Industry and information security: the main threats of 2018
Companies, because of their social and economic importance, are at the center of attention when it comes to safety. However, unlike physical security, information protection has become a priority only recently. Meanwhile, changes are occurring rapidly in this industry and require an equally rapid reaction.
Increased number of accidental invasions of malicious software
The human factor has been considered by the specialists the main threat to information security. Hackers have not yet found an easier way to violate a company's protection than attacking a specific user and PC. They use social engineering to gain confidential information by sending viruses, ransomware, and trojan horses.
To succeed in combating the risks generated by the human factor, it is necessary to control all channels of information transmission, analyze the traffic and guide employees about the Information Security (IS) rules. Regular monitoring in the scope of the IS can be carried out within the institution itself or by using services of companies specialized in the training of information security agents, such as CTI, Security Awareness Training, among others.
Increased attacks on industrial enterprises
By 2017, SI specialists noted the increased interest of cybercriminals and internal agents by industrial companies. First they steal user data, plans, technology process diagrams, engineering technical documentation, and then monetize that information. The volume of such crimes only tends to grow, as the computerization of industrial facilities has been gaining strength.

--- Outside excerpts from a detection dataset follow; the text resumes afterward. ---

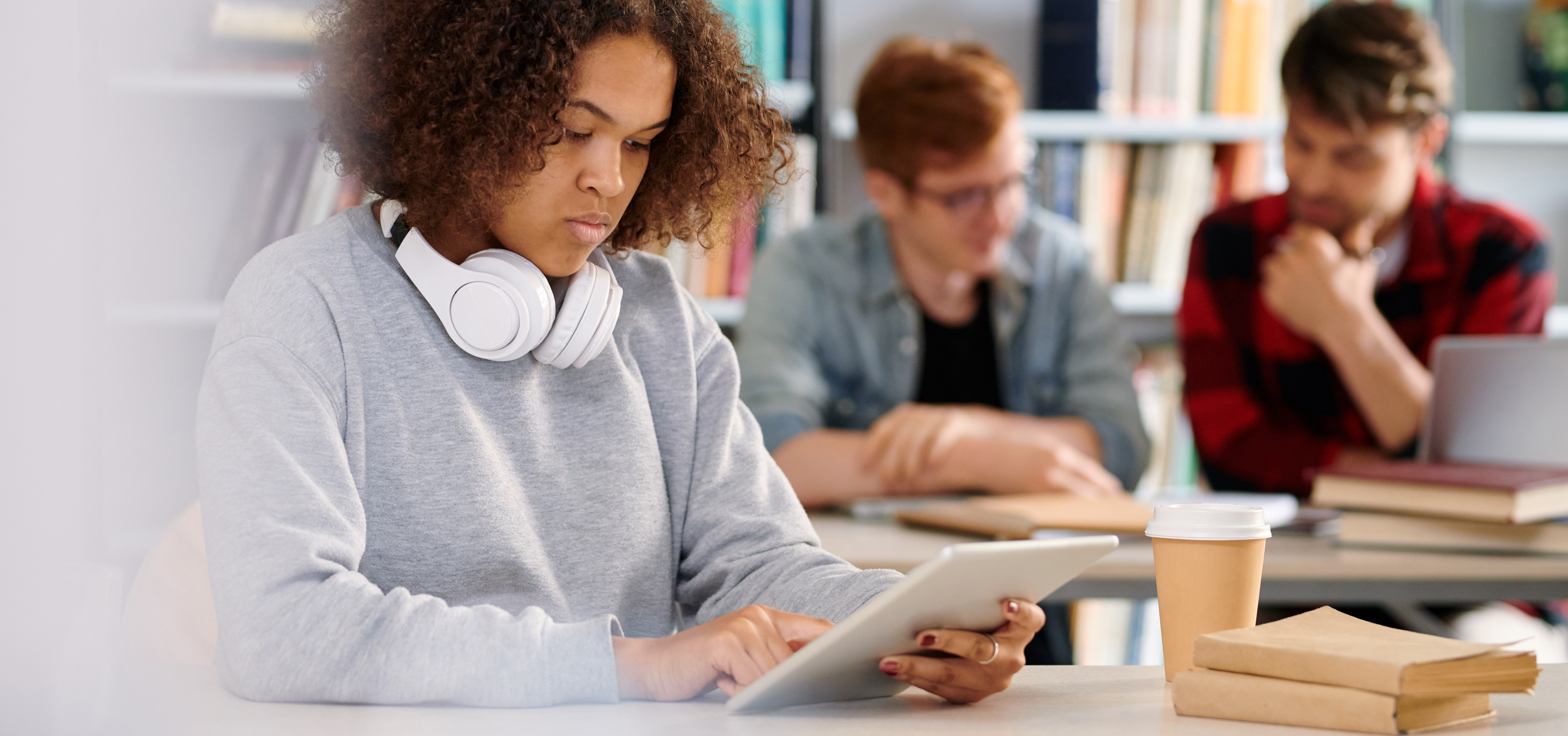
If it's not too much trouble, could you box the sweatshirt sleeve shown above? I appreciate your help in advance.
[198,330,618,706]
[676,327,902,623]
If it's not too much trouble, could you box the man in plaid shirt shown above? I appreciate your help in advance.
[1178,2,1556,493]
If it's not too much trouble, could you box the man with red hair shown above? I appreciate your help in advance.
[738,38,1148,506]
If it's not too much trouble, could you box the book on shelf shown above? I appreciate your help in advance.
[714,0,798,80]
[1035,141,1217,291]
[1192,606,1540,695]
[1129,348,1198,499]
[1312,460,1568,523]
[1069,598,1165,666]
[1171,669,1496,734]
[191,0,317,72]
[1035,0,1098,110]
[1339,510,1568,554]
[209,135,365,299]
[1035,0,1312,117]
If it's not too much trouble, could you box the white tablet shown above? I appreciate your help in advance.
[728,536,1116,711]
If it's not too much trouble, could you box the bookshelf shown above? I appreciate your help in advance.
[1016,110,1568,146]
[103,70,304,100]
[103,70,815,119]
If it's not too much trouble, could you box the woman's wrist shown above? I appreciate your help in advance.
[610,636,651,700]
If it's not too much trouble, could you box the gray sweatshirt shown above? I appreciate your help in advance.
[198,207,897,706]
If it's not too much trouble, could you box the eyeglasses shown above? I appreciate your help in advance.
[908,172,1029,216]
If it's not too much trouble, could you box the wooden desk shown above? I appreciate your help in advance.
[811,514,1568,603]
[119,664,1568,736]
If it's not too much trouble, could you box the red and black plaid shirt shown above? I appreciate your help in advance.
[1176,174,1556,493]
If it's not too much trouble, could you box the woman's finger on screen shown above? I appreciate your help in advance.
[878,655,985,703]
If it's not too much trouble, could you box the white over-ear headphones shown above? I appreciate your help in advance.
[381,199,621,368]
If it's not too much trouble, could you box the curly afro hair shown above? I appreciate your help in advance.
[307,0,793,251]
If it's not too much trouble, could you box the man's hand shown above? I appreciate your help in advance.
[861,404,1000,487]
[1262,219,1377,345]
[612,606,833,700]
[861,404,1121,498]
[878,598,1046,703]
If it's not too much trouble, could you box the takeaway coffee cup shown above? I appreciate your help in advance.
[1145,503,1270,681]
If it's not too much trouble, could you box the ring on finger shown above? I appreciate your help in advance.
[977,634,1002,664]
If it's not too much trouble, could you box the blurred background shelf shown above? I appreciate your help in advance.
[103,70,815,119]
[1454,113,1568,146]
[103,70,304,100]
[1024,110,1284,142]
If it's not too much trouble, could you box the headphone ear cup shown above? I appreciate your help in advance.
[533,260,615,368]
[572,282,621,368]
[463,247,555,354]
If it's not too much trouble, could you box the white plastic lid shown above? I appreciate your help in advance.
[1143,503,1273,540]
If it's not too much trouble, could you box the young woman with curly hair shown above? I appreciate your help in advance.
[198,0,1041,706]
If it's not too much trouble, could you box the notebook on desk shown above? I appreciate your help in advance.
[898,493,1154,539]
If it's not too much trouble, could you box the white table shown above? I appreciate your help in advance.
[111,664,1568,736]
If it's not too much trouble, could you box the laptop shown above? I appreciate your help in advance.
[1417,335,1568,467]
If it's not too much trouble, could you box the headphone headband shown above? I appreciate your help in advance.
[379,199,621,368]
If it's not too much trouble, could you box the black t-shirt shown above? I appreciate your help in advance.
[914,280,1002,409]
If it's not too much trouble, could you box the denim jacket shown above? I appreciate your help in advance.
[737,208,1149,489]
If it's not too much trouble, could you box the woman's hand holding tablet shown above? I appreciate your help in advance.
[877,598,1046,703]
[612,600,1046,703]
[612,606,840,700]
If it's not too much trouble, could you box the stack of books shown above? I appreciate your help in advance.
[1312,462,1568,554]
[1171,606,1540,733]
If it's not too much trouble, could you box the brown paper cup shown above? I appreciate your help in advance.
[1154,537,1268,681]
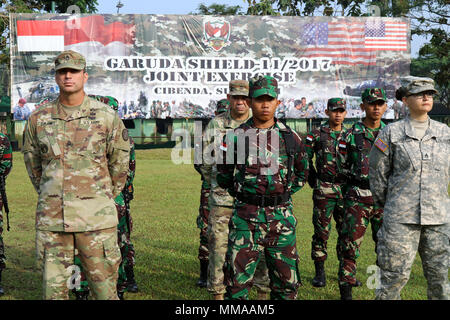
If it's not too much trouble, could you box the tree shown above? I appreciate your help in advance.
[192,3,244,16]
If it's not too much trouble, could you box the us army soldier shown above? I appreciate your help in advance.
[22,51,130,300]
[369,77,450,300]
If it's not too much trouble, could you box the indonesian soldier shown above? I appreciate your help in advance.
[305,98,347,287]
[22,51,130,300]
[0,133,12,296]
[369,77,450,300]
[338,88,387,300]
[194,99,230,288]
[201,80,269,300]
[217,76,308,299]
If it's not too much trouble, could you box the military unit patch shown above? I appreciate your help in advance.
[374,138,388,152]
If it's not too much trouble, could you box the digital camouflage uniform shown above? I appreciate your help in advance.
[369,77,450,300]
[217,76,308,299]
[200,80,269,295]
[22,51,130,299]
[0,133,12,295]
[305,98,345,261]
[74,95,136,295]
[338,90,385,286]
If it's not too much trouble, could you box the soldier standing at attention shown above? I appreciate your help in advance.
[338,88,387,300]
[0,133,12,296]
[200,80,269,300]
[305,98,347,287]
[194,99,230,288]
[217,76,308,300]
[369,77,450,300]
[22,51,130,300]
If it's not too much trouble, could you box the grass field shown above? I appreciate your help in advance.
[0,149,426,300]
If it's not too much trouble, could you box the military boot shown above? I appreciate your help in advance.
[339,283,353,300]
[0,269,5,296]
[312,261,326,288]
[197,260,208,288]
[125,265,139,293]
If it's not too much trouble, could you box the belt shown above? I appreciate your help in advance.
[319,175,346,183]
[236,193,290,207]
[350,179,370,190]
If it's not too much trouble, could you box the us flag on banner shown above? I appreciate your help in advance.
[17,15,135,55]
[301,19,408,65]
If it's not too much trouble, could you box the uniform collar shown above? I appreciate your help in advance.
[52,94,91,121]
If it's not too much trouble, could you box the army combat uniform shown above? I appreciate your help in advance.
[22,51,130,299]
[338,90,386,286]
[200,80,269,295]
[369,77,450,300]
[217,76,308,299]
[305,98,345,286]
[194,99,230,288]
[0,133,12,295]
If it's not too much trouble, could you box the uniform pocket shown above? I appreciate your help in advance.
[103,236,121,265]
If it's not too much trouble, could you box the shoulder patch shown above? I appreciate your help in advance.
[374,138,388,152]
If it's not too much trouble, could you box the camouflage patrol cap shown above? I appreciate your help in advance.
[55,50,86,71]
[89,94,119,111]
[327,98,347,111]
[361,88,387,103]
[249,76,279,98]
[216,99,230,114]
[400,76,437,96]
[229,80,248,96]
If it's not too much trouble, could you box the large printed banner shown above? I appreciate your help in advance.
[11,14,410,120]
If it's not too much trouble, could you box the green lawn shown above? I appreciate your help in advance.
[0,149,426,300]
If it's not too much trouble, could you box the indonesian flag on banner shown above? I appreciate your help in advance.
[17,15,135,55]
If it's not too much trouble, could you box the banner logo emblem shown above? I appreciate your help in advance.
[203,19,231,51]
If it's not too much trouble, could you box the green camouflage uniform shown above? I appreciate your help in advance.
[22,51,130,299]
[305,115,344,261]
[200,81,269,294]
[217,76,308,299]
[338,91,385,286]
[0,133,12,274]
[369,77,450,300]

In order for employees to understand responsibility for internal activities, it is important to inform them about incidents and their punishments in cases of fraud. For example, in 2017 the case of one of SearchInform's customers was disclosed. The Akado Yekaterinburg company started and won a lawsuit against a former employee and his accomplice who tried to "leak" the database of their clients. The data obtained with the help of the DLP system were used as evidence in the judicial process.

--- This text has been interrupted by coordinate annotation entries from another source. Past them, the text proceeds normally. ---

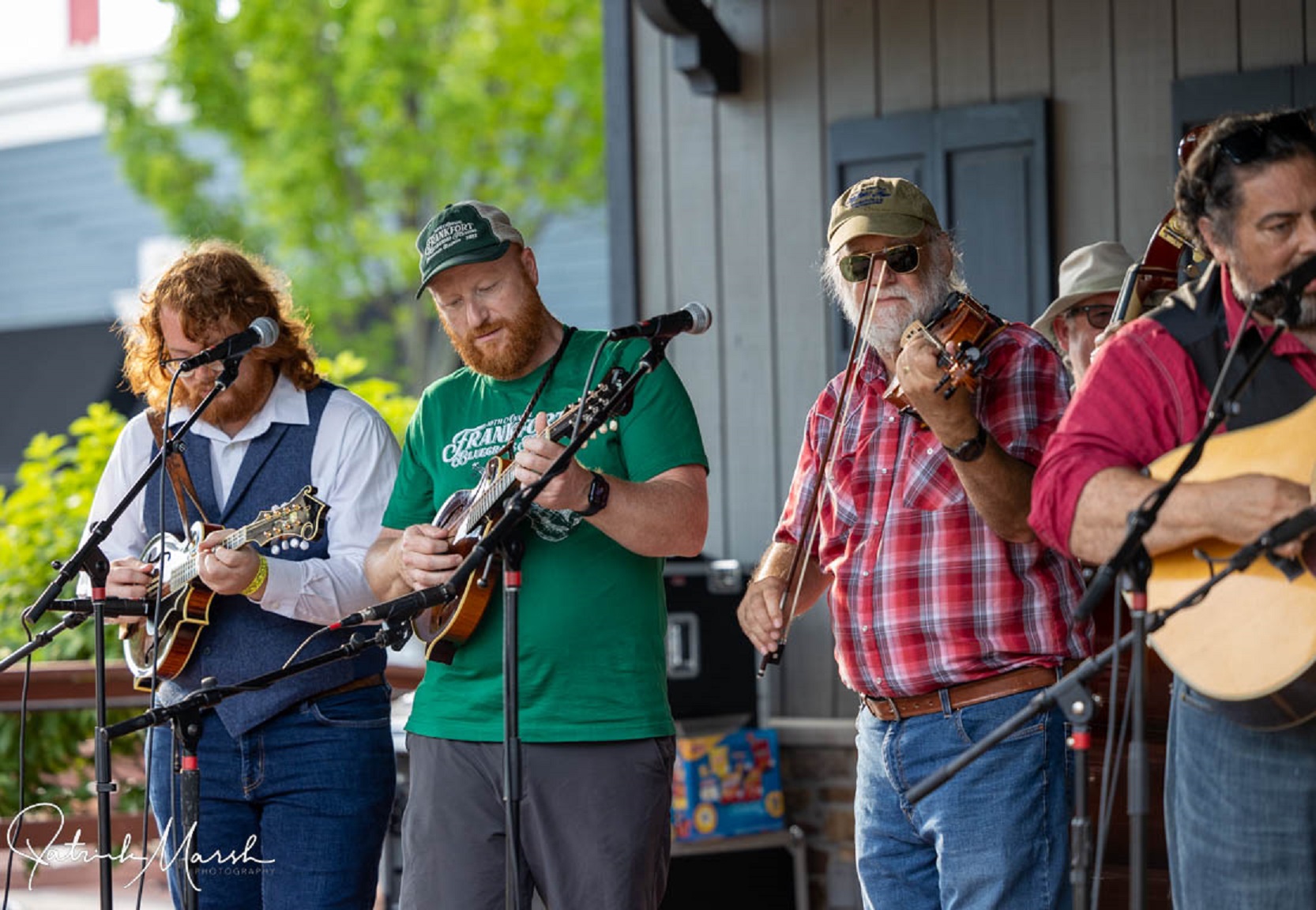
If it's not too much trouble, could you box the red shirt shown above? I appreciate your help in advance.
[1028,269,1316,553]
[775,324,1089,697]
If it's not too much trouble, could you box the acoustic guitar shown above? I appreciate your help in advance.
[118,485,329,691]
[1148,399,1316,730]
[412,366,630,664]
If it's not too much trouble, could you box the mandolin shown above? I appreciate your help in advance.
[1148,399,1316,730]
[118,485,329,691]
[412,366,630,664]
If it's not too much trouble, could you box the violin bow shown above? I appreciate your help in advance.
[758,259,887,677]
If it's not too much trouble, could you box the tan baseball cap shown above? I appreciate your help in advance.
[826,176,941,253]
[1033,239,1133,345]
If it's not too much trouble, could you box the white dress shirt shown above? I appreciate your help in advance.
[79,375,399,626]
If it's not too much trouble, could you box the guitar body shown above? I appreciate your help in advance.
[412,458,512,664]
[118,485,329,691]
[1148,399,1316,730]
[412,366,632,664]
[120,521,216,691]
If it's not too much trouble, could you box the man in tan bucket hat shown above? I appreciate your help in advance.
[1033,239,1133,385]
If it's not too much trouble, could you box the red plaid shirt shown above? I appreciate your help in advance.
[1029,259,1316,552]
[775,324,1091,697]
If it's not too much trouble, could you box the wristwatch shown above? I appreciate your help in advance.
[577,472,609,517]
[941,424,987,461]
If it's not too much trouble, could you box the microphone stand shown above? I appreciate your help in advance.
[378,337,671,910]
[905,293,1295,910]
[0,596,150,673]
[96,618,411,910]
[14,357,241,910]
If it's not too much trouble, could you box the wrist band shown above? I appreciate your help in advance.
[243,556,270,598]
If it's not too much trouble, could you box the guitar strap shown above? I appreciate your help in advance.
[494,325,575,458]
[146,408,209,535]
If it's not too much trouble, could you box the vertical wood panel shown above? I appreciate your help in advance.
[821,0,878,122]
[1174,0,1239,79]
[1115,0,1178,258]
[658,23,729,556]
[878,0,937,115]
[789,0,852,716]
[716,0,773,560]
[1239,0,1303,70]
[933,0,991,108]
[1303,0,1316,63]
[991,0,1052,101]
[1051,0,1115,251]
[753,0,826,508]
[632,13,670,324]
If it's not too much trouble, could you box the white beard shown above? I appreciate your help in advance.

Mining of encrypted currencies with enterprise resources
The media has widely discussed major scandals related to data mining in the workplace. The most famous case is that of the January 2017 verdict. The Federal Reserve system official, Nicholas Bertault, has installed on the organization's server software for the mining of encrypted coins. Bertault changed the security policy to gain remote access to the server from his personal computer. Nicholas was sentenced to 12 months in prison on parole and fined five thousand dollars.

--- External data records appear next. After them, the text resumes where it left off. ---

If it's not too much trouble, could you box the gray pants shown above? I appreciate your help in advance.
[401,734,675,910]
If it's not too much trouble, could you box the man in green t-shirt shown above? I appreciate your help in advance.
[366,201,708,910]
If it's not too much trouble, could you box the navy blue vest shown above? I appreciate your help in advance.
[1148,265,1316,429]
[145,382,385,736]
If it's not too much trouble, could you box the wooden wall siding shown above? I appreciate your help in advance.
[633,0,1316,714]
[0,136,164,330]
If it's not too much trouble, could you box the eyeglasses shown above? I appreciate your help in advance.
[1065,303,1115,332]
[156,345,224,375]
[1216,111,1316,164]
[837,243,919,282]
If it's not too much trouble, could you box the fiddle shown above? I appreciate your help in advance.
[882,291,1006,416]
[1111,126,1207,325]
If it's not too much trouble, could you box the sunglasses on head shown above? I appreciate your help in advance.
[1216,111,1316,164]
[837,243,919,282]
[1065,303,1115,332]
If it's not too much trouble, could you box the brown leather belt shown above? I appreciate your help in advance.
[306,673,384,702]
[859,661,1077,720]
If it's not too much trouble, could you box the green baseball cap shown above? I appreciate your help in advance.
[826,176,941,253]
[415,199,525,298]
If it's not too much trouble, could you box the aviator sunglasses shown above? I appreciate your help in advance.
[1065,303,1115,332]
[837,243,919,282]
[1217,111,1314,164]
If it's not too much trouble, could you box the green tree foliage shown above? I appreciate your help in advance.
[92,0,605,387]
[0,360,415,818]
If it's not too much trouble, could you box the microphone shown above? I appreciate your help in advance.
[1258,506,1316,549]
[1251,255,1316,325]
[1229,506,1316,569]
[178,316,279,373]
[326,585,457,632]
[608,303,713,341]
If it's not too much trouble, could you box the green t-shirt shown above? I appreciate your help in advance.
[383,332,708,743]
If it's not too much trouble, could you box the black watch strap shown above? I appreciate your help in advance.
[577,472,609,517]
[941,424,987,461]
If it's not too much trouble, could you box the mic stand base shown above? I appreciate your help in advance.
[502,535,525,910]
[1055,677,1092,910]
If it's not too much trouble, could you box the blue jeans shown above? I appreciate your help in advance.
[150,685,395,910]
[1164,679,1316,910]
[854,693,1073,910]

In 2018 the trend prevails. Workers are attracted to the ease of this kind of gain: they spend the resources of the company and still receive an additional income. Most unpleasant is that it is more difficult to detect the mining done internally than in the case of an invasion by a mining virus. The security department must have the necessary tools to identify such activities.
Internal fraudsters use IT tools to commit common crimes
Malicious employees are increasingly using methods of cyber fraud. A Real Case: An IT professional from one of SearchInform's clients "mirrored" the e-mails of two executives, commercial and general directors, in their own e-mail. Access to e-mail was left in the hands of the company's direct competitors, and if the DLP system did not detect the violations, competitors would know about all of the company's management processes. The criminal's activities were interrupted.
In any work team, there are potentially dangerous employees: indebted people can end up stealing to pay their debts, alcoholics and people with other addictions may end up losing their heads and disrespecting their colleagues. This employee profile will always be a weakness in the company, besides which, they can also easily become victims of blackmail: when pressed, they may end up committing crimes to keep their personal secrets. Armed with the right tools, Information Security professionals can identify and monitor the "risk groups" in companies.
A SearchInform customer was able to avoid financial losses in their company by developing a security policy focused on at-risk groups. The company's chief financial analyst spent his lunch hour playing poker on the internet. The security department discovered that the hobby had already become an addiction for some time, and that the annual volume spent on gambling by the employee was more than $ 40,000. At any time, this money could be withdrawn from the company accounts. So the clerk had to be turned off.
Integration of protection solutions
Information security is an ongoing process that requires an integrated approach and comprehensive analysis. The idea of integrating protection solutions into a single system is supported by SI regulators and experts as it significantly increases the level of data security. While one system identifies abnormal behavior, determining the means of obtaining access to information, the other evaluates the content of communication. This interaction between the systems makes it possible to fully investigate the crime and collect the most evidence.
Despite the breadth of the problems described above, the seriousness of the new challenges and threats, there are reasons to look to the future optimistically. To combat information security threats, today's businesses have professionals with the necessary qualifications, and vendors, on the other hand, offer high-tech solutions. It remains to combine these two factors and carry out a well-planned work.